В гольцах светает | страница 86



Сбор пушнины шел полным ходом. У крыльца быстро росла груда шкурок. Охотники подходили, вытряхивали мешки, получали свою порцию спирта из рук Перфила. Многие садились здесь же на землю, жадно припадали к горлышкам. Спирт мгновенно овладевал головой и сердцем. Раздавались повеселевшие голоса, песни.

Гасан неподвижно стоял на крыльце. Когда подошел Тэндэ и вытряхнул из мешка положенную долю, в глазах его мелькнули веселые огоньки.

— Сегодня у Гасана хороший день. Он придет и к тебе! — дружелюбно крикнул он, протягивая вторую бутылку. — Это подарок Гасана.

— У моего очага всегда найдется место для того, кто приходит с хорошими мыслями, — ответил охотник. Он принял бутылку из рук старшины, сунул ее за пазуху и, вытащив из мешка десяток белок, положил их в общую кучу.

— Сто чертей Миколки! У этого длинноухого сердце орла! — тихо выругался Гасан вслед охотнику. И осмотрелся кругом: не заметил ли кто-нибудь поступка Тэндэ?

Гасан успокоился: Тэндэ сдавал пушнину последним. На душе его стало совсем весело, когда он увидел, что к лавке приближается священник. Этот тощий старикашка всегда вызывал у него смех.
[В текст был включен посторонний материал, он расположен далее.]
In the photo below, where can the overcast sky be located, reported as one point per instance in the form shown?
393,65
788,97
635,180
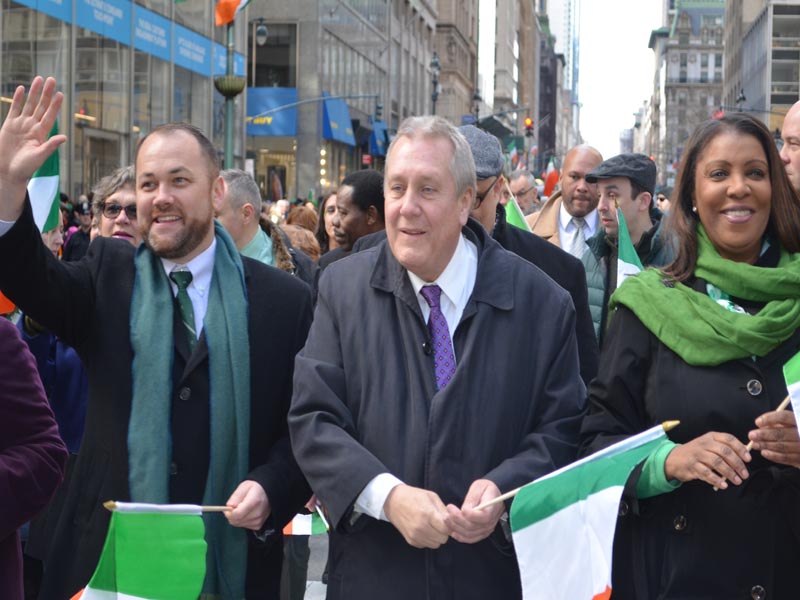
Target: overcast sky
616,67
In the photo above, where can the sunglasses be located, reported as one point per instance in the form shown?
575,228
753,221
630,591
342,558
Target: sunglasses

Вдруг Гасан почувствовал, что кто-то хватает его за ноги. На крыльце ворочался, цепляясь за его унты, Дуко.

— В мо-ем сердце жи-вет л-любовь к хозяину-Гасану, — бормотал он, стараясь поймать руку старшины.

Шуленга молча двинул ногой, и вялое тело, сползая по ступенькам, свалилось на землю рядом с пустой бутылкой.

Старшина с важным лицом медленно пошел навстречу отцу Нифонту. Однако его опередили. Толпа подвыпивших охотников обступила священника со всех сторон.

— Нифошка...

— Креститель наш...

— Отец царя на небе...

— Шаман самого Миколки-Чудотвора...

— Нифошка... — слышались пьяные голоса. Люди крепко обнимали отца Нифонта, цепляясь за старенькую рясу, лезли целоваться.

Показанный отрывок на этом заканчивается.